注意：使用 PBS 緩沖液將較低的樣品體積調整為 150µL。更大體積（高達 300 µL）的樣品可以輕松放大，但可能需要更大的管用于裂解過程。
加入 300µL（2 個樣品體積）的裂解緩沖液。
渦旋 15 秒。
在室溫 (20°C - 25°C) 下孵育 10 分鐘。
加入 300µL（2 倍樣品體積）結合緩沖液，輕輕渦旋混合均勻。

從鼻腔或咽喉拭子制備
將 150µL PBS 緩沖液轉移到 1.5 ml 微管中。
添加 300µL 裂解緩沖液。
用收集到的鼻腔或喉嚨細胞切斷 cutton端, 并將其放入微管中。
關閉管子并渦旋 15 秒。
在室溫 (20°C - 25°C) 下孵育 10 分鐘。
加入 300µL 結合緩沖液，輕輕渦旋混合均勻。

純化程序
色譜柱裝載
將離心柱放入提供的 2mL 收集管中。
將裂解液加載到柱子上，并以 13,000 g 離心 1 分鐘。
注意：色譜柱儲液器的最大體積為 800μL。
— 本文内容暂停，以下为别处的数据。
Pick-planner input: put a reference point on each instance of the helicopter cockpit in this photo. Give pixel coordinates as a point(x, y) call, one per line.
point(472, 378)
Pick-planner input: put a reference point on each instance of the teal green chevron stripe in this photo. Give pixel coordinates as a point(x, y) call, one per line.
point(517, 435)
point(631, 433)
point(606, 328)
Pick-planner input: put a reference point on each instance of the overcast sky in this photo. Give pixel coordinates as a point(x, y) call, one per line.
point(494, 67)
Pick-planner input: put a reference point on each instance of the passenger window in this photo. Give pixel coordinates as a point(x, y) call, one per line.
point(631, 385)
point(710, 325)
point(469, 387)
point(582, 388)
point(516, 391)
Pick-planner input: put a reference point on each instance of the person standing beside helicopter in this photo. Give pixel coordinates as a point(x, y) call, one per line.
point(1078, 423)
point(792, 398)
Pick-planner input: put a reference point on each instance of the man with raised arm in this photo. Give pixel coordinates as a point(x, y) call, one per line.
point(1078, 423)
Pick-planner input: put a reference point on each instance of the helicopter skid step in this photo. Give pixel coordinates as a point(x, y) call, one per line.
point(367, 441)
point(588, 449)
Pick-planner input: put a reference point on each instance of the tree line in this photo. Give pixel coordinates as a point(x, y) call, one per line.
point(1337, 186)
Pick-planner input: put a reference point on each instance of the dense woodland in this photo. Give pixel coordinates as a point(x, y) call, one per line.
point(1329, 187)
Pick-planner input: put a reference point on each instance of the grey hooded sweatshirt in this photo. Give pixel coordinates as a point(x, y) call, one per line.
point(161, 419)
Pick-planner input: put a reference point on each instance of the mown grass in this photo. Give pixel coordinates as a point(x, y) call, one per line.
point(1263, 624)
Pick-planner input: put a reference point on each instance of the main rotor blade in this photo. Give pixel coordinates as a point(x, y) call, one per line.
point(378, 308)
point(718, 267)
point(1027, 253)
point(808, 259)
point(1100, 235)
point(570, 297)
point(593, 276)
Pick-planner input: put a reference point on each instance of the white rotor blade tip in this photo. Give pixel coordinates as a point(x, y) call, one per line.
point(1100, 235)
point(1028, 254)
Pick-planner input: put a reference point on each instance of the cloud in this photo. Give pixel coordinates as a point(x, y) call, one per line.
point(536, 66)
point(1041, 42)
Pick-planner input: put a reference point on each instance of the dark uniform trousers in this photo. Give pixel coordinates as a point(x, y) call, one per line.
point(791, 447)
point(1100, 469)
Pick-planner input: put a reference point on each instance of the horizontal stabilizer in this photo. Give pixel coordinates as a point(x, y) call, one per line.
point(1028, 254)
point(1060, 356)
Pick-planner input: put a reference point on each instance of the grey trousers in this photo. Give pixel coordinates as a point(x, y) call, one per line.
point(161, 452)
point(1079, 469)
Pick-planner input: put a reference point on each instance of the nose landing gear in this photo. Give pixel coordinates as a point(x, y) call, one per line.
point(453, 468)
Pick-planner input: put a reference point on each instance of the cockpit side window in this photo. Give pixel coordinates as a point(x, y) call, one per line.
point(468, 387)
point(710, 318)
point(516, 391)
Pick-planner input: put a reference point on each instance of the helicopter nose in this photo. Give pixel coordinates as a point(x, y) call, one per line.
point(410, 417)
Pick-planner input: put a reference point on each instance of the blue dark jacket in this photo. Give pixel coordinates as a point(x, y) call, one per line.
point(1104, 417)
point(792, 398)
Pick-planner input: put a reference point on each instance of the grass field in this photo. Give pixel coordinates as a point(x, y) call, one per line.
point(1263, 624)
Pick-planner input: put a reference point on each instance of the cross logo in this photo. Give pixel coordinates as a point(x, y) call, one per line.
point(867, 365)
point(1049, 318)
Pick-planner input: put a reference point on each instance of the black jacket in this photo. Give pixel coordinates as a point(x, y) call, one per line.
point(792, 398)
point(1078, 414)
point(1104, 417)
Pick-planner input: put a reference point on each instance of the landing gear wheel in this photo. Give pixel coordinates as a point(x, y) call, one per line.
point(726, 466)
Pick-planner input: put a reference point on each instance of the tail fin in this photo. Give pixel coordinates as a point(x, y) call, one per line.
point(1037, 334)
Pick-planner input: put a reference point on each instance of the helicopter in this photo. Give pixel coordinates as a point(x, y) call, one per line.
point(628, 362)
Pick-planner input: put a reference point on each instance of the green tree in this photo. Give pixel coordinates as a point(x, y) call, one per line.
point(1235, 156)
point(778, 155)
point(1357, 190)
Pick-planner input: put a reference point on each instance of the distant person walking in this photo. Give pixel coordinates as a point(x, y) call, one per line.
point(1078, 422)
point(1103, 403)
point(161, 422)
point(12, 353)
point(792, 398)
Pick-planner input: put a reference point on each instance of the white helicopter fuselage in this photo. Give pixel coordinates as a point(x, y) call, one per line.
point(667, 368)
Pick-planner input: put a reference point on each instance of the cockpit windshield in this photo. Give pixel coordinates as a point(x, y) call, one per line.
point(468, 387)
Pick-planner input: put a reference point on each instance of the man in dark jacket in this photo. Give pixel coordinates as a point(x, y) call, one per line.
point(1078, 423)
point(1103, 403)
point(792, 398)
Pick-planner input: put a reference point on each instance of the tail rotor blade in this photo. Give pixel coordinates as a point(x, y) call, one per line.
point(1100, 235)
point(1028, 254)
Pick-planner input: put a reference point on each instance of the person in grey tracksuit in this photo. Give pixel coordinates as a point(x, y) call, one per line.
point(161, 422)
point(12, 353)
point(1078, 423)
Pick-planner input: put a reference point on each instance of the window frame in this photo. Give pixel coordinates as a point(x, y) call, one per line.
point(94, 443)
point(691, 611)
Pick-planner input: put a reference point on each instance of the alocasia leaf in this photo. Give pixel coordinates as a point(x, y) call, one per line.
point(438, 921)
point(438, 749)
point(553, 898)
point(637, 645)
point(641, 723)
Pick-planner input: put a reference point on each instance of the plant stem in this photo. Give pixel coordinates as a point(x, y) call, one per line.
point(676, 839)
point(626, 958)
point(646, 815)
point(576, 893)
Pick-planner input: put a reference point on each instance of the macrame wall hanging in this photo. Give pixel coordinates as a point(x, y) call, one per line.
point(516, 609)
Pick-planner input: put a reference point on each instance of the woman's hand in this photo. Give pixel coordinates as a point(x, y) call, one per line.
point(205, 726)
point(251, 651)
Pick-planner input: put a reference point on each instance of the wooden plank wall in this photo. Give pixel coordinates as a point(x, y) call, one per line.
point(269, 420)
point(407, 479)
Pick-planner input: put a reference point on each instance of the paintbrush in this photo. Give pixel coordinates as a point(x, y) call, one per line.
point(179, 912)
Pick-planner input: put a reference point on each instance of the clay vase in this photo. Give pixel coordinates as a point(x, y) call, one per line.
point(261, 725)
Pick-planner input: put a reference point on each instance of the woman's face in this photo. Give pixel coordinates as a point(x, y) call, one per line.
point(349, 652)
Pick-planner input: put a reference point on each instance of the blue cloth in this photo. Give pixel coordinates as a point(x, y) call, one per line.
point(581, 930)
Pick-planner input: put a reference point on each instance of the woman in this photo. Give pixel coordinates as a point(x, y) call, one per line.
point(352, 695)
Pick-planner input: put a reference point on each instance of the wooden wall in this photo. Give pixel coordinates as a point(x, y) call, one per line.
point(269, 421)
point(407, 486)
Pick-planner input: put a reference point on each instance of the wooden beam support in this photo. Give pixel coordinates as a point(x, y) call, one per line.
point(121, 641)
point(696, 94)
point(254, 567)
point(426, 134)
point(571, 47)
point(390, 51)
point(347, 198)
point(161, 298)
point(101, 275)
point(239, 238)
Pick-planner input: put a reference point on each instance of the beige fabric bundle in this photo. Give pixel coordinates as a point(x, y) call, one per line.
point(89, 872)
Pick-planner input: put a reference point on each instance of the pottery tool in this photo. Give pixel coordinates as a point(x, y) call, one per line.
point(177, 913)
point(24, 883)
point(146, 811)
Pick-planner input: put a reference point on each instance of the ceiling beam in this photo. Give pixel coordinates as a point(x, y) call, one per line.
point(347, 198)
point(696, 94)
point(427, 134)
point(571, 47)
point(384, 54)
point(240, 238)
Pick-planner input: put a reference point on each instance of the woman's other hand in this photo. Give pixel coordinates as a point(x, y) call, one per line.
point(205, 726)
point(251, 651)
對于較大的樣品體積，丟棄流通液并再次加載色譜柱/旋轉。
丟棄收集管中的流通液，并將色譜柱放回同一管中。

柱洗滌
在 Spin Column 中加入 500µL Washing Buffer A 并以 13,000 g 離心 1 分鐘。
丟棄收集管中的流通液，并將 Spin Column 放回同一管中。
將 500µL 洗滌緩沖液 B 添加到 Spin Column 并以 13,000 g 離心 1 分鐘。
注意：在第一次使用洗滌緩沖液 B 之前，按照瓶子上的指示添加乙醇。
丟棄收集管中的流通液，并將 Spin Column 放回同一管中。
以 13,000 g 離心 1 分鐘。
注意：干燥膜很重要，因為殘留的乙醇可能會干擾下游反應。

洗脫
將 Spin Column 放入新的 1.5 ml 微管（未提供）中。
將 30-60µL Elution Buffer 直接加入離心柱的膜上。
注意：避免用移液器吸頭接觸膜。
在室溫下孵育 1 分鐘。
以 13,000 g 離心 1 分鐘。
洗脫的 RNA 和/或 DNA 可用于下游處理或在 -80°C 下儲存。
使用 2-5µL 作為 PCR 或 RT-PCR 的模板。